Der israelische Bariton Oded Reich wird Don Giovanni singen, seinen Diener Leporello gibt Bariton Yair Polishook. Musikalisch begleitet werden sie vom Israel-Kammerorchester, dirigiert von Frederic Chaslin. Die Zauberflöte im Hof vor dem Rittersaal – ins Hebräische übersetzt – wird von Solisten des Meitar Opernstudios gesungen. Mozarts Requiem wird vom Israel-Kammerorchester und dem Moran Ensemble unter der Leitung von Daniel Cohen gespielt.

Im krassen Gegensatz zu den mächtigen Mauern in Akko dient bei Verdis La Traviata die Landschaft am tiefsten Punkt der Erde als Kulisse: Das Tote Meer liegt auf der einen Seite, jenseits der Ufer begrenzt durch die Berge des nahen Jordanien. Diesseits erheben sich mehrere 100 Meter hohe Felsen, auf einem die Festung Masada, bis heute das Symbol für den jüdischen Freiheitskampf.

paris Hier zwischen Felsen und Sand lässt Regisseur Michael Znaniecki Paris entstehen. Wie das geht? »Nichts einfacher als das. Schließlich singt Violetta im ersten Akt über Paris und beschreibt es als ödes Land.« Da sei die Assoziation zur Wüste schnell hergestellt, so Znaniecki bei der ersten Probe vergangene Woche. Nun sieht man vor Masada Eiffelturm und Arc de Triomphe wie nach einem Erdbeben als Fragmente aus dem Boden ragen.

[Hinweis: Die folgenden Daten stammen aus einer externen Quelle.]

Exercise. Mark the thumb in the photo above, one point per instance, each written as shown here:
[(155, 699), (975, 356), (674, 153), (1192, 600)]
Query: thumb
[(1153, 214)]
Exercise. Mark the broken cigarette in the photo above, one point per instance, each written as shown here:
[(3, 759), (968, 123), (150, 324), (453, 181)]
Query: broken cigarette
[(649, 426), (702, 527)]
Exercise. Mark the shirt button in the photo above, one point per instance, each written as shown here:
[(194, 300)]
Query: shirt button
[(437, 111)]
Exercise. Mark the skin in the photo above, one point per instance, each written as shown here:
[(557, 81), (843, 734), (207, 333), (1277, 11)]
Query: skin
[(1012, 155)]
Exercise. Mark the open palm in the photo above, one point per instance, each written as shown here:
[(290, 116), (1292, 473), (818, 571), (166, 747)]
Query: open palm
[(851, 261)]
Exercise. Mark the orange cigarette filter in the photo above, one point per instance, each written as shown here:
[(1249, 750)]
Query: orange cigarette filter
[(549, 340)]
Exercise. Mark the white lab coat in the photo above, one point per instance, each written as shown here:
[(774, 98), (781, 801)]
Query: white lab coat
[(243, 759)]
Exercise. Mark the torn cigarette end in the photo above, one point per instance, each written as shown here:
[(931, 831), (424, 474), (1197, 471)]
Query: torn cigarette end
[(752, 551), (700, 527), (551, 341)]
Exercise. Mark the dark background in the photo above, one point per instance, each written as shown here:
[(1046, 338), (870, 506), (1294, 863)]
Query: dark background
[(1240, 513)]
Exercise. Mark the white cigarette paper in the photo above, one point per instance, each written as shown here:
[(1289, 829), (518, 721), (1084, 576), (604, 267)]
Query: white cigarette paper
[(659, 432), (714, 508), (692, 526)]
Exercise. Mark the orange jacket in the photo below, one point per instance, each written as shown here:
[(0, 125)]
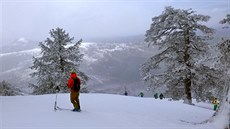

Die Violetta wird von der Rumänin Elena Mosuc gesungen. Die Sopranistin am Züricher Schauspielhaus hat diese Rolle bereits vergangenes Jahr in Verona glanzvoll besetzt. Zum Ensemble gehört auch Aurelia Florian von der Deutschen Oper Berlin, von der auch der Tenor Celso Albelo kommt, der Alfredo singen wird. Unter der Leitung von Daniel Oren werden der Israel Opernchor und das Opernorchester begleitend singen und spielen.

Neben der Oper steht in Masada ein Konzert des Philharmonischen Orchesters Israel mit Beethovens Symphonien Nummer 1 und 9 auf dem Programm, mit internationalen Solisten und Chor unter der Leitung von Kent Nagano. Und wer es mit der Klassik nicht so hat, kommt auch auf seine Kosten: Für Fans der Pop- und Weltmusik gibt es ein Konzert des Sängers Idan Raichel.

Die Karten kosten zwischen 150 und 260 Euro für »La Traviata« und rund 50 Euro für »Don Giovanni«.